Two friends, who work as fundraisers for different charities, have told me that they would give 'allocated income' to achieve specific goals, but wouldn't raise general funds.

I think my big question is - is this unique? If you knew how any charity, or your church, spent money, would you still give to it?

Maybe that's something that should apply to all of us. I think a good general rule of thumb in life is 'If people knew what I spent on x, would I spend it?' I know before now I've decided not to buy some things because I would have to tell my lovely wife about it. How different would my personal finances be if I knew they were going to be scrutinised by other people too?

Could you open up organisations to make them more accountable too?

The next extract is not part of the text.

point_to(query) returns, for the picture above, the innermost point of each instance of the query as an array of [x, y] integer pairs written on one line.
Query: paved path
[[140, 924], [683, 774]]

A simple solution would be to set up a volunteer stakeholder panel and every six months give them copies of all invoices, expense claims, and bank statements and see what they say. I don't think this would be too hard to do - make it voluntary for charities and then award standards according to how 'well' money was spent. Getting the highest standards would encourage people to give knowing their money wouldn't be wasted. It could be helpful both ways, then.


  1. i think that's a great idea.

  2. Hmm, interesting thinking, but I see the possibility that you'd then have a kind of 'naming and shaming' situation.

    For instance a charity that is doing some great work with half its money and then wasting the other half could then see a massive drop in giving due to the 'shame' and subsequently not be given the chance to turn around its practises, which presumably it would have wished to achieve by participating in the voluntary scheme?

    Just a possibility... I'm all for some kind of transparency though, and am sure some of the stuff that goes on is really not that appropriate. Something should be done.

  3. Thinking about it, I'm happier giving in good faith and then not knowing.

    Having a wife who used to be a church treasurer opened my eyes to a few things. I'd rather not know and just give.

    I do belive we're all called to account. And those who have been entrusted with much will have to account for every penny.

  4. Rather appropriate topic considering the current headlines Jon.